3 Things to Know Before Investing in a Rental Property

3 Things to Know Before Investing in a Rental Property

Article by, Brent Virkus – President and CEO of Motor City Design Build and Member of Team Virkus | brent@motorcitydesignbuild.com | (586) 854-9203

Brent Virkus1. You make your money when you buy it
“The best principle to have in any real estate transaction is that you make your money when you buy it, not when you sell it — because if you pay too much for it, you’re never going to make money.”

Since many people who buy investment properties often don’t buy one in their same neighborhood, or even in their same city, it’s easy to be lured by what is perceived to be a good deal in an unfamiliar market. Yet just because a home is less expensive than those around it, or in an area on the “rebound,” doesn’t mean it’s worth investing in.

Often, investors see a home at a low price and think they’ve found a great deal, but you must do your research and your homework on the area to truly evaluate whether or not it’s a good investment.

Remember as Warren Buffett’s mentor Benjamin Graham once said, “Price is what you pay; value is what you get,” so always make sure you’re making an investment when you begin.

2. Know your worst-case exit scenario
Investors in any situation can be lured into thinking that only the good things will happen, and that’s what they plan for, but it’s vitally important to have an exit plan, too.

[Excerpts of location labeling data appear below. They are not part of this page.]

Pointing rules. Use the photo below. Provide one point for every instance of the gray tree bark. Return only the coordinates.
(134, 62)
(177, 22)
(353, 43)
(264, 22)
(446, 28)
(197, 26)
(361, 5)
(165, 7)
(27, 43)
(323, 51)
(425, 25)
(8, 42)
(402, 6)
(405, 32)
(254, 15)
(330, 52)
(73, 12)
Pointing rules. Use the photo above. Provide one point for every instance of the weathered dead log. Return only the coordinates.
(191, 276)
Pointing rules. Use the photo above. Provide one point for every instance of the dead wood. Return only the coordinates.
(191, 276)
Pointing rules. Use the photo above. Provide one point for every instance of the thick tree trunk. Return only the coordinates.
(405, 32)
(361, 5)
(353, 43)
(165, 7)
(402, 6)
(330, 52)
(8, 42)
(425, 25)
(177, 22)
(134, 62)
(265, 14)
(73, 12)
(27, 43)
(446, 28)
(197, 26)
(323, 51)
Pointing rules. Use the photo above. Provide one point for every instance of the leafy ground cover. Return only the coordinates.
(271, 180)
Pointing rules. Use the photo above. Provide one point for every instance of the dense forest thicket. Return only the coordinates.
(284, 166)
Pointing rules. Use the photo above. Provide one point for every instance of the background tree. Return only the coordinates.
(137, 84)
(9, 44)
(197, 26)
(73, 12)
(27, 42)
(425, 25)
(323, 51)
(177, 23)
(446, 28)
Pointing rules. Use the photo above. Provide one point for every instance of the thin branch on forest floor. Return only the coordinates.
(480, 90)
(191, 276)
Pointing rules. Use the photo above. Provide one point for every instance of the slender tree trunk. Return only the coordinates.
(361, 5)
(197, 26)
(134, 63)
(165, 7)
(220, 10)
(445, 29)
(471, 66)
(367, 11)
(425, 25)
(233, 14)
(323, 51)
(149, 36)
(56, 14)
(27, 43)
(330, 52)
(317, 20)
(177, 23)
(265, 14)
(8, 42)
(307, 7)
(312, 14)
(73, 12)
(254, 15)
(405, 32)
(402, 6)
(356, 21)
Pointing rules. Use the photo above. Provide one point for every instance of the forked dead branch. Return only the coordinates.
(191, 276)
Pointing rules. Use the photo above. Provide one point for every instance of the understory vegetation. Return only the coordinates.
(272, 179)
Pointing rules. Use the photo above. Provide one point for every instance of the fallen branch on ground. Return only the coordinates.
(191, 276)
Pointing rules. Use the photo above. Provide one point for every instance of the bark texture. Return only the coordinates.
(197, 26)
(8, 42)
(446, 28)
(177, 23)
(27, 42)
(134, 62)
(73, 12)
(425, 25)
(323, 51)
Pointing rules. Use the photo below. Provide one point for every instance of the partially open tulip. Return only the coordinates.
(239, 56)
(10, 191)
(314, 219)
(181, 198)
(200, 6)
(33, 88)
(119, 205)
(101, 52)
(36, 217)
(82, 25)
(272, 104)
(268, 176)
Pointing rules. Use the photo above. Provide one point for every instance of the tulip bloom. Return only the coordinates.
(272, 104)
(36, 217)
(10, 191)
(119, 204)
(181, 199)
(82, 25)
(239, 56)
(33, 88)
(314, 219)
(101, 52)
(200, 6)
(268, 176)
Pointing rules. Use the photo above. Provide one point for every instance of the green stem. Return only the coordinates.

While investing in a rental property can certainly be a profitable and worthwhile investment — don’t allow it to be such a large part of your portfolio that losing returns from it could ultimately bring you down with it.

Forde wanted to highlight how critical it was to have an exit plan if “all of your assumptions don’t work out.” For example, if the home is unoccupied for a few months, the $800 monthly income instead turns into a $1,000 expense very quickly — and that could result in dire consequences if the investor isn’t prepared.

3. Be ready for the unexpected
With any investment decision — and almost any decision at all — things can quickly take unexpected turns. For example, if the HVAC unit and the water heater each go out on the same day, repairs could be north of $10,000 — wiping out an entire year’s worth of profit. In this, investors must see that houses can be great investments — but are often full of unseen costs that correspond with them. Being both prepared and able to address those issues when they present themselves is critical.

While rental properties can be great investments, like all investments, their returns also correspond to their risks — and now you have one expert’s opinion on what to keep in mind before you make that critical decision to invest in one.